MOYENS ET PRÉTENTIONS
I. Moyens et prétentions de M. [V] [T] appelant principal
Dans ses conclusions, enregistrées au greffe le 02 août 2022, expressément visées pour plus ample exposé des moyens et prétentions de l’appelant, M. [V] [T] demande à la cour de :
– Infirmer le jugement en date du 11 octobre 2021 en ce qu’il a :
– dit que son licenciement notifié le 5 février 2020 reposait sur une cause réelle et sérieuse,
– l’a condamné à payer à la société Jungheinrich la somme de 1500 euros en application des dispositions de l’article 700 du code de procédure civile,
– mis à sa charge les éventuels dépens de l’instance,
– l’a débouté de l’ensemble de ses demandes à savoir :
– la reconnaissance du licenciement sans cause réelle et sérieux et la condamnation de la société Jungheinrich à hauteur de 31 848 euros au titre des indemnités de licenciement,
– la condamnation de la société Jungheinrich à 10 000 euros au titre de la perte de salaire et de son préjudice moral,
– la condamnation de la société Jungheinrich à 5 500 euros au titre des commissions impayées,
– la remise d’une nouvelle attestation pôle emploi et bulletins correspondants sous astreinte de 50 euros par jours de retard à compter de la décision à venir,
– la condamnation de la société Jungheinrich à 3 000 euros au titre de l’article 700 du code de procédure civile.
Statuant à nouveau :
– dire et juger que les motifs invoqués à l’appui de son licenciement, à savoir l’absence de résultats et l’insuffisance professionnelle ne sont pas fondés,
– dire et juger en conséquence que le licenciement est sans cause réelle et sérieuse et par conséquent abusif,
– condamner la société Jungheinrich au paiement de la somme de 31 848 euros brut au titre de son licenciement sans cause réelle et sérieuse,
– condamner la société Jungheinrich à verser une indemnité au titre de dommages et intérêts qui ne sauraient être inférieurs à 10 000 euros,
– prendre acte du réglement de la société Jungheinrich à hauteur de 2 090,44 euros au titre de la commission pour le dossier Ethiquable
– condamner la société Jungheinrich à régulariser l’attestation Pôle emploi et à lui en délivrer une nouvelle sous astreinte de 50 euros par jours de retard à compter de la décision à venir,
– condamner la société Jungheinrich sur le fondement des dispositions de l’article 700 du code de procédure civile lui à verser la somme de 3 000 euros au titre de la première instance et de 2 000 euros au titre de l’appel
Au soutien de ses prétentions, M. [V] [T] fait valoir que :
I. Sur le licenciement sans cause réelle et sérieuse
Sur le licenciement pour insuffisance de résultats déduit d’une comparaison inégale prenant en compte des faits non imputables au salarié et s’appuyant sur des moments épars de sa carrière
– l’employeur doit apporter la preuve d’éléments objectifs et matériellement vérifiables
– le conseil n’a retenu que les seuls résultats sur l’exercice 2019 alors qu’il avait été le meilleur vendeur en 2015, 2016 et 2018
– Sur l’année 2019, il a rempli ses objectifs sur l’occasion. Le conseil de prud’hommes ne s’est basé que sur une partie de ses ventes, à savoir la vente de matériel neuf
– les tableaux versés aux débats ne concernent que les chariots neufs et non ceux d’occasion ou le rayonnage, qui n’ont jamais été produits
– il obtenait de ‘bons résultats sur l’occasion’

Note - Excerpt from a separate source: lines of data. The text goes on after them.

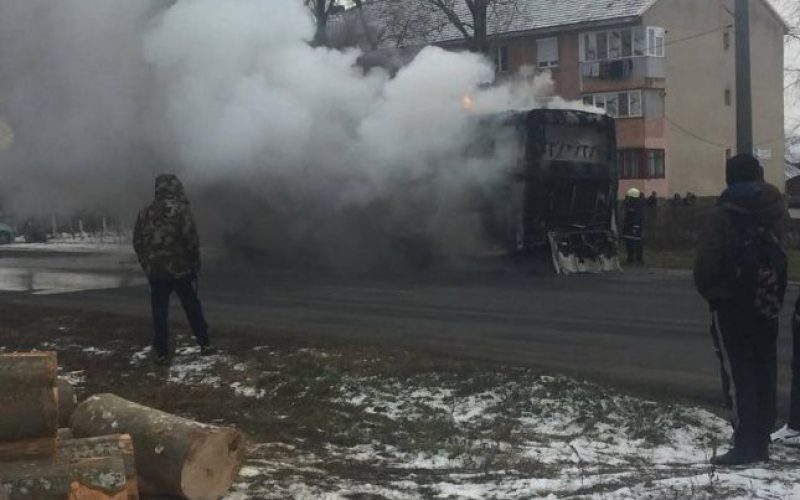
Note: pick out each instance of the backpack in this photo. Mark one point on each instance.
(759, 267)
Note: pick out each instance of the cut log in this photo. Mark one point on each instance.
(28, 397)
(67, 401)
(72, 450)
(28, 369)
(26, 449)
(174, 456)
(100, 478)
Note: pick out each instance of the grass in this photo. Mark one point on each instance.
(684, 259)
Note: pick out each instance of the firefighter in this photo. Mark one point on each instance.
(633, 226)
(740, 270)
(167, 246)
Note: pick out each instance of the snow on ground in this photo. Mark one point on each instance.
(85, 242)
(561, 438)
(477, 434)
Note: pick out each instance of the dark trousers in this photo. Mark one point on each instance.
(160, 291)
(746, 347)
(635, 250)
(794, 406)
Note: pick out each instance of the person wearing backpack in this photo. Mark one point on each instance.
(791, 431)
(632, 226)
(741, 271)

– le conseil ne s’est basé que sur une partie de ses ventes de matériel neuf
– l’employeur a choisi de privilégier les ventes de chariots neufs
– or, le retrait de son client, la société Satar en 2017, a fortement impacté ses chiffres
-les tableaux versés démontrent que ses résultats étaient meilleurs que ceux de ses collègues sur le secteur des chariots neufs :
– en 2015 : 67 ventes pour lui, contre 34 pour M. [I] et 46 pour M. [Y],
– en 2016 : 80 ventes pour lui, contre 47,5 pour M. [I] et 41 pour M. [Y]
– ses résultats en 2019 ne peuvent pas être comparés à ceux de ses deux collègues qui bénéficiaient de secteurs grands comptes alors qu’à cette époque, il n’intervenait plus que sur le département du Gers et une partie du Lot-et-Garonne.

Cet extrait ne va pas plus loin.